In order to understand the nature of the present invention, it is helpful to first review various aspects of a turbofan jet engine. Below is a brief description of the exhaust components and fire safety elements of a turbofan jet engine, followed by description of the airflow dynamics associated with these elements during use.
With regard to engine exhaust components, FIG. 1 is a forward-looking perspective rear view of a primary exhaust nozzle 20 and a primary nozzle plug 22 of a turbofan jet engine. The primary exhaust nozzle is generally positioned at the aft end of a gas generator (not shown). As illustrated in FIG. 3, the primary exhaust nozzle includes a nozzle fairing 26 concentrically attached to a nozzle body 24. The forward end of the nozzle inner sleeve is connected to the gas generator or to adjoining generator structure such as an engine turbine rear frame. An aft engine mount (not shown) is used to connect the engine to a support structure (see FIG. 1), e.g., a wing strut or pylon. The downstream primary nozzle components are not attached to the support structure so that during use the nozzle can accommodate aftward thermal expansion without contacting the support structure.

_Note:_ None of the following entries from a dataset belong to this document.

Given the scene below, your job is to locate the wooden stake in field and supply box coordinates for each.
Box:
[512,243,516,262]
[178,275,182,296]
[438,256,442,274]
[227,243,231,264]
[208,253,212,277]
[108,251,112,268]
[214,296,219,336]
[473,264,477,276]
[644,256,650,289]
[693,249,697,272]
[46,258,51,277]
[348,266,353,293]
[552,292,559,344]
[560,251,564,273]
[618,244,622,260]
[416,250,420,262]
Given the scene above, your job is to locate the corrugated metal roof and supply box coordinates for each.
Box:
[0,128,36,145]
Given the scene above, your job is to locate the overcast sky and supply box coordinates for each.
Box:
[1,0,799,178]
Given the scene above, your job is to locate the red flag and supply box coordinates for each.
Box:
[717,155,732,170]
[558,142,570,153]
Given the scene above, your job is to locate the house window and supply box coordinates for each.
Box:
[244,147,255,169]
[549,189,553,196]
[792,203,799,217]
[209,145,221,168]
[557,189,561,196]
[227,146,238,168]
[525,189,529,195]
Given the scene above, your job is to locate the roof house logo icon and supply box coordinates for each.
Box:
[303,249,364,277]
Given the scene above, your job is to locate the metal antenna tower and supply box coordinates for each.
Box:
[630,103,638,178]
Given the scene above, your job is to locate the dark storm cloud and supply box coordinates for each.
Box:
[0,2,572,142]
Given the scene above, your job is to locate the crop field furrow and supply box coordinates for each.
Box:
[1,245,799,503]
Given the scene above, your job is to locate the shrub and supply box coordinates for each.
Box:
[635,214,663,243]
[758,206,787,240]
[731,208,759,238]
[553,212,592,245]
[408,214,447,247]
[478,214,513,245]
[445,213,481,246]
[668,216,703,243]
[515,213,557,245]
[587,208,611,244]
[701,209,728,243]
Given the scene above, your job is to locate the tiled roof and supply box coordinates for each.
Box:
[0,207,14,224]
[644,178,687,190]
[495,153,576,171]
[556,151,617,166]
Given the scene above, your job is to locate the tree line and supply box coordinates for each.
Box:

Referring to FIGS. 1 and 2, the support structure is a wing pylon covered by various fairings and heat shields. Referred to herein generically as "strut fairings" 30 are a first aft pylon fairing 32, an aft pylon fairing heat shield 34, a second aft pylon fairing 36, and various heat shield castings 38. Also shown is a thrust reverser inner wall 35, a thrust reverser outer wall 37, a thrust reverser aft cowl 39, and a lower bifurcation panel 40. An annular core compartment vent exit 42 is formed by the space between the nozzle fairing 26 and the thrust reverser aft cowl 39 to vent small amounts of bypass as well as gas generator cooling air. In addition, there may be other outer structure, such as nacelle or thrust reverser components, positioned near the primary nozzle. FIGS. 1-5 omit various of these other structures in order to show aspects and features of the present invention more clearly.
With regard to fire safety elements, a number of fire zones exist within the engine installation that are designed in a manner that prohibits an engine fire from spreading. Of particular interest to the present invention is an upper quadrant fire zone located just behind the aft engine mount, between the primary nozzle and the strut fairings. In FIG. 3, the aft mount fire zone is located generally along the nozzle at the location labeled 44. Commercial aircraft propulsion systems require each fire zone to be bounded by a fire seal that is capable of containing and isolating a fire, not only from other propulsion installation components (e.g., nacelles and engine fairings), but also from areas surrounding the propulsion installation (e.g., wings, fairings, and fuselage).
In the case of the aft mount fire zone 44, a fire seal (not shown) is located along an upper arcuate region of the nozzle and oriented to prohibit flame from spreading aft of the gas generator or outward to the surrounding structures. Known fire seals, e.g., turkey feather seals, provide a solid barrier between the upper area of the primary nozzle and the strut fairings so that flame cannot pass to downstream locations. This fire seal thus protects the nozzle, the support structure, the wing structures, the various fairings and shields, and the aircraft fuselage from fire emanating rearward from the gas generator.
As shown best in FIG. 1, a region exists between the primary nozzle fairing 26 and the strut fairings at a location directly behind the aft mount fire seal. This region is termed herein a "bounded low pressure region" 48. The forward end of the bounded low pressure region 48 is defined generally by the aft mount fire seal. The bounded low pressure region aft end is defined by the primary nozzle aft end.
With regard to airflow dynamics during engine operation, fan air 52 flows along either side of the strut fairings 30. The lower surface of the aft pylon fairing heat shield 34 and the nozzle are separated by approximately the height of the core compartment vent exit 42. A low velocity cooling flow issues from the core compartment vent exit. When the core vent flow encounters the aft mount fire seal, it separates and later converges downstream of the bounded low pressure region 48.
Because of the geometry of engine components and the dynamics of airflow, there exists regions of differing velocity and/or pressure in the areas of the primary nozzle. In particular, the fan airflow is a higher velocity on either side of the bounded low pressure region, while the velocity within the region itself is low since it is a base region that is somewhat protected from the fan air 52. This pressure/velocity difference results in side-to-side air fluctuations that superimpose on the rearward-directed fan flow. The fluctuations can eventually cause nozzle vibration which is amplified when the natural frequencies of the flow fluctuations and the nozzle vibration coincide.
In general, it is desirable to eliminate flow fluctuations and structural vibrations. Thus a need exists for an engine device that accomplishes these tasks. The present invention is directed to fulfilling this need.